Thursday, 25 April 2013

The Aspiring Writer

I like to think of myself as a writer.  In that, well, I like to write.  I think I'm not too bad.  Ideally I'd like to write for a living.  


It's the "ideally" that's holding me up at the moment.  I don't write enough.  Actually, I do write an awful lot, but none of it is what I would describe yet as publishable quality, or, in many cases, finished.  I have a head full of ideas.  I have folders full of projects begun.  I've sent a few articles off to editors, but none have been published.  

I know I can do it, because in the past I have been paid for my writing.  I used to write a lot for Scouting Magazine (and they paid me), and I've written programme resources, a book of games, and re-written a large manual on policies of Voluntary Youth Organisations.  The problem is that these things dried up when I had my babies, and now I want them to reappear.  I want to get back to writing for money, to commissions and deadlines.  

I know that to do this I have to "get out there".  I have to make time to write properly, I have to make myself finish some of my projects and make myself send them off.  I have to network and make people know that I am a writer and I am available (desperate) to work.

So now it's over to me, and I'll be posting on here to let you know how it goes.

Saturday, 20 April 2013

HOW TO BE FREE - Banish Loneliness


I’m writing a series of blog posts exploring the books “How to be free” and “The Idle Parent” written by Tom Hodgkinson.   I enjoyed a lot of the ideas expressed in these books, and think that exploring them further will help me to explore further the principles behind my own way of living and parenting.

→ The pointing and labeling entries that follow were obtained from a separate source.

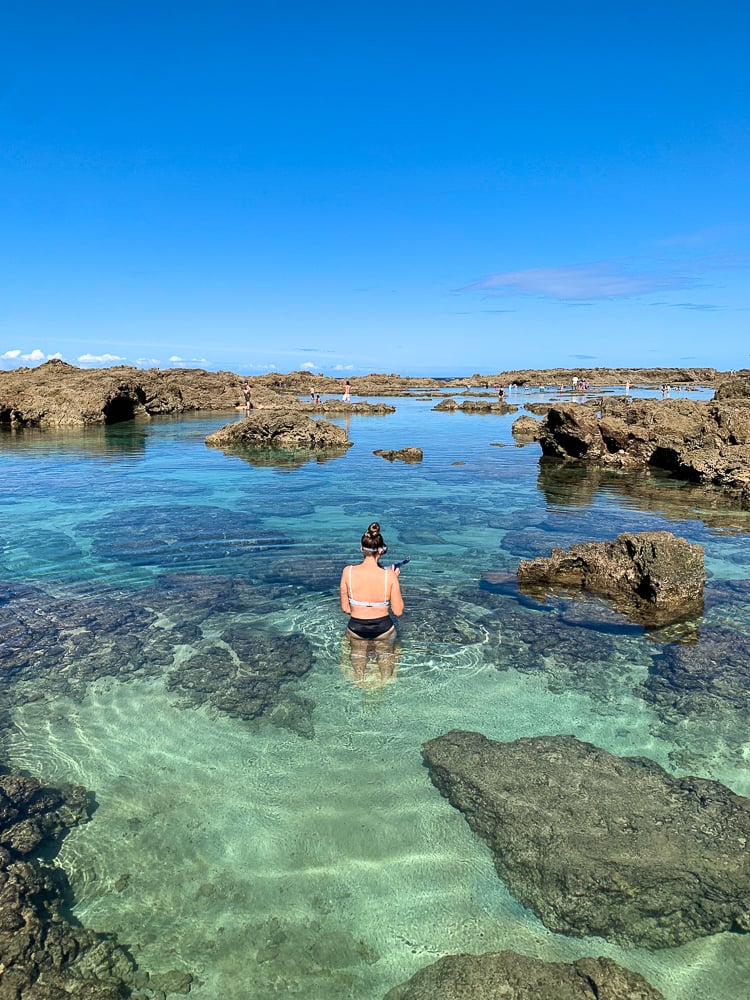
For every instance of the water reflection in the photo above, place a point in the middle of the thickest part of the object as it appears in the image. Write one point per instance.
(370, 664)
(118, 439)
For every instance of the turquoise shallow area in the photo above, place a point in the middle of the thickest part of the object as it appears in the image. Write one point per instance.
(304, 852)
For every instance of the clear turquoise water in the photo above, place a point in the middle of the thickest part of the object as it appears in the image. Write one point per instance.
(305, 852)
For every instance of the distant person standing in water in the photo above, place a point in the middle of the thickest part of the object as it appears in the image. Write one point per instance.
(368, 591)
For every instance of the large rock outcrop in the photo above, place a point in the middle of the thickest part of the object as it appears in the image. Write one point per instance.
(281, 431)
(705, 442)
(510, 976)
(653, 576)
(600, 844)
(41, 955)
(57, 394)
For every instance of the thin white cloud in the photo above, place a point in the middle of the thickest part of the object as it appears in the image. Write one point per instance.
(579, 282)
(99, 359)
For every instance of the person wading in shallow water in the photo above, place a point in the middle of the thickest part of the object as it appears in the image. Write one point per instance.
(368, 592)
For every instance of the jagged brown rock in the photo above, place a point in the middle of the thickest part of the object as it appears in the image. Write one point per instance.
(600, 844)
(512, 976)
(284, 430)
(653, 576)
(409, 455)
(526, 428)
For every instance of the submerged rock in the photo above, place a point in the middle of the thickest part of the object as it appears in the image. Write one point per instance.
(653, 576)
(706, 680)
(242, 677)
(526, 427)
(409, 455)
(600, 844)
(41, 954)
(510, 976)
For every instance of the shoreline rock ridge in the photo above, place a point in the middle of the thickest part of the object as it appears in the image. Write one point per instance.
(652, 577)
(700, 441)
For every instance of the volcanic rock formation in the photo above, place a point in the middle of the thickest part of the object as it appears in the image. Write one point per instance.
(599, 844)
(653, 577)
(512, 976)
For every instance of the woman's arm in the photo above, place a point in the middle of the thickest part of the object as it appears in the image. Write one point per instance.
(397, 601)
(344, 594)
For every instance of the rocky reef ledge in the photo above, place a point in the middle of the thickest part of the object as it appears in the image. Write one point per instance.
(703, 442)
(284, 431)
(57, 394)
(512, 976)
(600, 844)
(653, 577)
(41, 955)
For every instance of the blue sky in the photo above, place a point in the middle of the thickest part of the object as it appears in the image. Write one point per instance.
(425, 188)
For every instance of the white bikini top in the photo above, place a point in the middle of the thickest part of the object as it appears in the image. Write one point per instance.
(370, 604)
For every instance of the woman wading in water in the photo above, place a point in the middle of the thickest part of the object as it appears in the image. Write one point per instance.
(368, 592)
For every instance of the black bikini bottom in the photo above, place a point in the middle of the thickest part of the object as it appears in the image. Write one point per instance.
(370, 628)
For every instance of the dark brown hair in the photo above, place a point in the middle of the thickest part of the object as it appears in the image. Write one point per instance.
(372, 539)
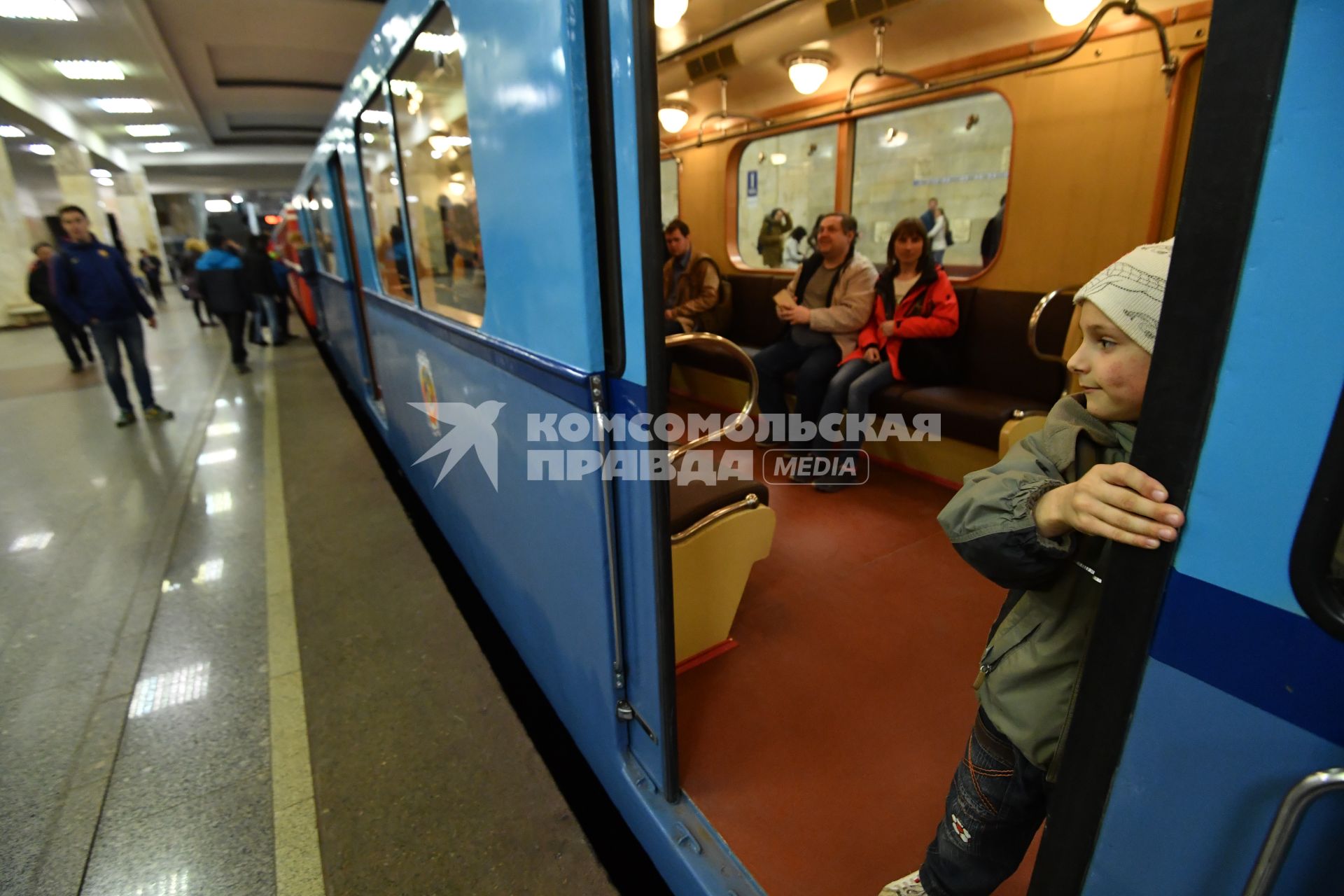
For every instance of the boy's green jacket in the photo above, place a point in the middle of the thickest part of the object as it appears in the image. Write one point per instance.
(1030, 671)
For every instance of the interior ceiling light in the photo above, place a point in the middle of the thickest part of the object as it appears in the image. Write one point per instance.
(668, 13)
(673, 115)
(442, 143)
(808, 73)
(1070, 13)
(54, 10)
(90, 70)
(122, 105)
(444, 43)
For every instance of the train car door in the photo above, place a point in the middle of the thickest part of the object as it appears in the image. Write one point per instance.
(1214, 687)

 Chapter 15 – Banish Loneliness  – FLING OPEN YOUR DOORS

In the old days there was a collective approach to life. There was an emphasis on charity and hospitality.  The ideas of collective ownership and the common good now seem revolutionary.  We’ve gone from “love thy neighbour” to “keeping up with the Joneses” and “you’re on your own”.  In some societies you still see evidence of group fun – sitting together chatting outside your shop, playing in large groups, travelling in one big group, not the isolated tube journey that so many suffer today, shrinking even from a friendly “hello” in case they get drawn into conversation… heaven forbid!

Isolation is a relatively new (a few hundred years) phenomenon, and not a welcome one.  We stay in our own houses, with our burglar alarms, we don’t even know our neighbours, much less share with them.  Where is our camaraderie?  Life is easier when it is shared.

Embrace community, get together with neighbours and friends, put on parties and start clubs.

 How does this match up to the "ink spots and grass stains life"?

Sometimes this is hard to put into practice whatever your intentions.  You can invite people to “pop round any time”, but they don’t, and you feel a little awkward doing it to them, just in case you are intruding and they don’t really want you there, or they are busy or just unsociable.  I want to have a home where the children are in and out, sharing toys with other children, playing out.  Where my friends pop around for a cup of tea and I do the same.  Not so easy sometimes, as it involves having the trust that this is welcome.

Wednesday, 17 April 2013

Model railway progress

Grandad is coming to visit this weekend.  I'm looking forward to them coming, but am worrying what he'll think of our model railway.  His is enormous - it goes around his entire attic and has an incredible bridge, and lots of engines, two stations and....and...
I guess I should also remember that he's been working on model railways for more than fifty years, and we've had ours only four months, and that my companion in modelling is not yet four.  Still, here's where we've got to with our scenery:

Still very much a work in progress - papier mache and then paint is done, now we need to add some scatter materials to get the grassy look, I need to make my water more realistic, we need some fencing and some trees, I'm going to make a picnic bench and a bridge, we've got some people on the way, and C needs some sheep.  But they are far enough along that I've put them next to the railway, and C can see what they are for now.  Don't they look great with Thomas passing by?  (The playmobil people in the trucks are Bug's additions, she just can't resist!)